The Montelupo pottery workshop, located on the Arno, north-west of Florence, was patronised by the wealthy Medici family, they had a villa nearby at Cafaggiolo. Montelupo provided ceramics for many well to do Florentine families. The arms of the Medici family includes five red balls (palle, in Italian) and one blue, on a gold shield, which decorate numerous buildings all over Florence and Tuscany, but also the ceramics that they commission. This dish was formerly in the collection of Sir William Stirling-Maxwell (1818-1878), 9th Bt., of Keir, Perthshire, and later also Pollok, near Glasgow, Scotland.
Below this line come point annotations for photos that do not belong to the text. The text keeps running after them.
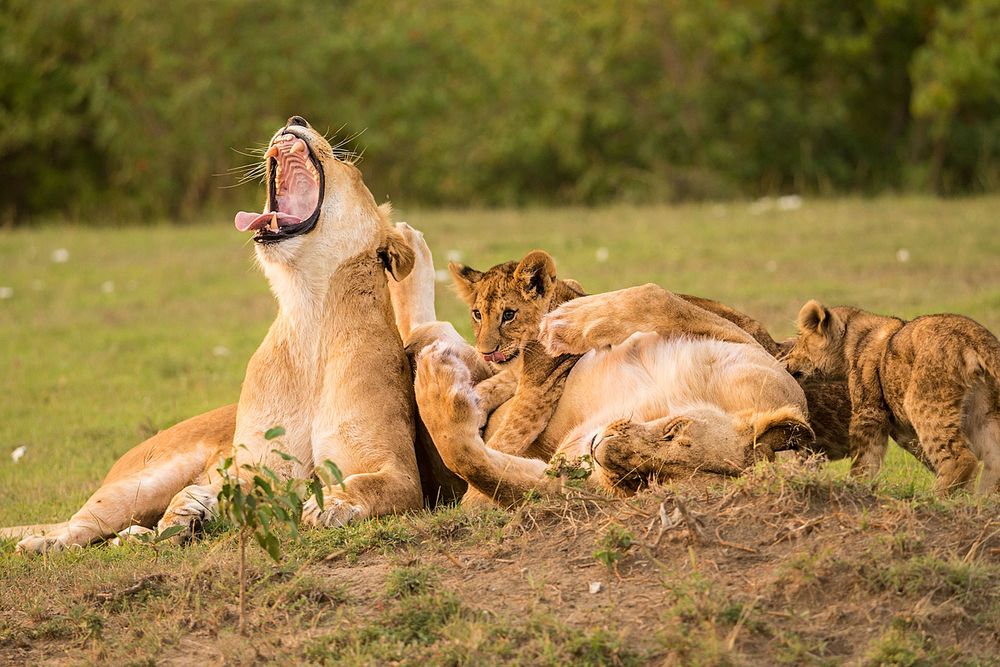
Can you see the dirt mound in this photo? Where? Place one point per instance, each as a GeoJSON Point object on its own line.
{"type": "Point", "coordinates": [792, 565]}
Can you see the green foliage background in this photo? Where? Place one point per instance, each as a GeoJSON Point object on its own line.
{"type": "Point", "coordinates": [125, 110]}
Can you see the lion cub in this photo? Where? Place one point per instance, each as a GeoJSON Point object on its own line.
{"type": "Point", "coordinates": [507, 304]}
{"type": "Point", "coordinates": [935, 380]}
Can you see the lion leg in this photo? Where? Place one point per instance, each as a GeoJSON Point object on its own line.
{"type": "Point", "coordinates": [938, 421]}
{"type": "Point", "coordinates": [138, 499]}
{"type": "Point", "coordinates": [602, 320]}
{"type": "Point", "coordinates": [390, 490]}
{"type": "Point", "coordinates": [141, 484]}
{"type": "Point", "coordinates": [449, 409]}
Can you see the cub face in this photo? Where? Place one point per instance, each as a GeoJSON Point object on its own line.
{"type": "Point", "coordinates": [819, 348]}
{"type": "Point", "coordinates": [506, 303]}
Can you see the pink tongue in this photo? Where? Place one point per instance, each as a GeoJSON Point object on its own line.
{"type": "Point", "coordinates": [246, 221]}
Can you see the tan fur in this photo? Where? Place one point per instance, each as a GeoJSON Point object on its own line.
{"type": "Point", "coordinates": [731, 395]}
{"type": "Point", "coordinates": [331, 371]}
{"type": "Point", "coordinates": [935, 380]}
{"type": "Point", "coordinates": [506, 305]}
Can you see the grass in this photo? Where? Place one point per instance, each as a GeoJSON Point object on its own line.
{"type": "Point", "coordinates": [142, 327]}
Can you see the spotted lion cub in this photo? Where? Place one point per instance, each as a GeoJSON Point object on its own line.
{"type": "Point", "coordinates": [934, 380]}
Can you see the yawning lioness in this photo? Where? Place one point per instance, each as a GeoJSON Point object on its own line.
{"type": "Point", "coordinates": [331, 369]}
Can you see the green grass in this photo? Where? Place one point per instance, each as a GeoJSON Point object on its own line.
{"type": "Point", "coordinates": [127, 336]}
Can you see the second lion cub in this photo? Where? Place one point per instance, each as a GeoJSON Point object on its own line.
{"type": "Point", "coordinates": [935, 380]}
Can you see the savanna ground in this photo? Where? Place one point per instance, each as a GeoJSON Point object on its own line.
{"type": "Point", "coordinates": [141, 327]}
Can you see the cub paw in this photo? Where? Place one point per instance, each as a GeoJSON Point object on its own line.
{"type": "Point", "coordinates": [582, 325]}
{"type": "Point", "coordinates": [415, 239]}
{"type": "Point", "coordinates": [336, 512]}
{"type": "Point", "coordinates": [191, 507]}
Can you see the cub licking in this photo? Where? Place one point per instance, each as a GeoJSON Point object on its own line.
{"type": "Point", "coordinates": [933, 381]}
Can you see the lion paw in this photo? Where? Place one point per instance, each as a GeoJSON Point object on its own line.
{"type": "Point", "coordinates": [336, 512]}
{"type": "Point", "coordinates": [129, 535]}
{"type": "Point", "coordinates": [622, 452]}
{"type": "Point", "coordinates": [42, 544]}
{"type": "Point", "coordinates": [192, 506]}
{"type": "Point", "coordinates": [444, 390]}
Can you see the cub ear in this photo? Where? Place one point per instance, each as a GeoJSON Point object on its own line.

Much of the Stirling and Maxwell family wealth came from West Indian plantations with enslaved African labour, for which they received compensation in 1833. Stirling-Maxwell formed the largest collection of Spanish art in Britain, some of which remains at Pollok House, when the contents were gifted to Glasgow Corporation in 1967. Highlights of his maiolica collection was sold by his grandson Lt. Col. William Joseph Stirling (1911-1983) of Keir, Perthshire, at Sotheby & Co., Catalogue of Fine Italian Majolica, 18 June 1946, and this dish appears as the third of five items in lot 72 ‘A Venice Plate, painted in the istoriato style with a woman beckoning to a pedlar, blue hilly landscape in the background, 10 in., late 16th Century; a Tazza, painted with “The Baptism”, fluted border 9 ¾ in.; a late Faenza Plate with the Medici arms, orange and yellow tints, 10 in. ; another Plate; and a small tin-enamelled blue and white Castelli Plate with armorials and date 1610, 8¼in.’ The lot purchased for 12 guineas (£12 11s. 12d.) at the sale by "Sir J Amory Sir John Heathcoat-Amory (1894-1972), 3rd Bt., of Knightshayes Court. The house, part of the collection, the garden Sir John and Lady Heathcoat-Amory created, and part of the estate were bequeathed to the National Trust by Sir John Heathcoat-Amory in 1972. The maiolica was later given by Joyce, Lady Heathcoat-Amory (1901-1997), née Wethered, a celebrated golfer.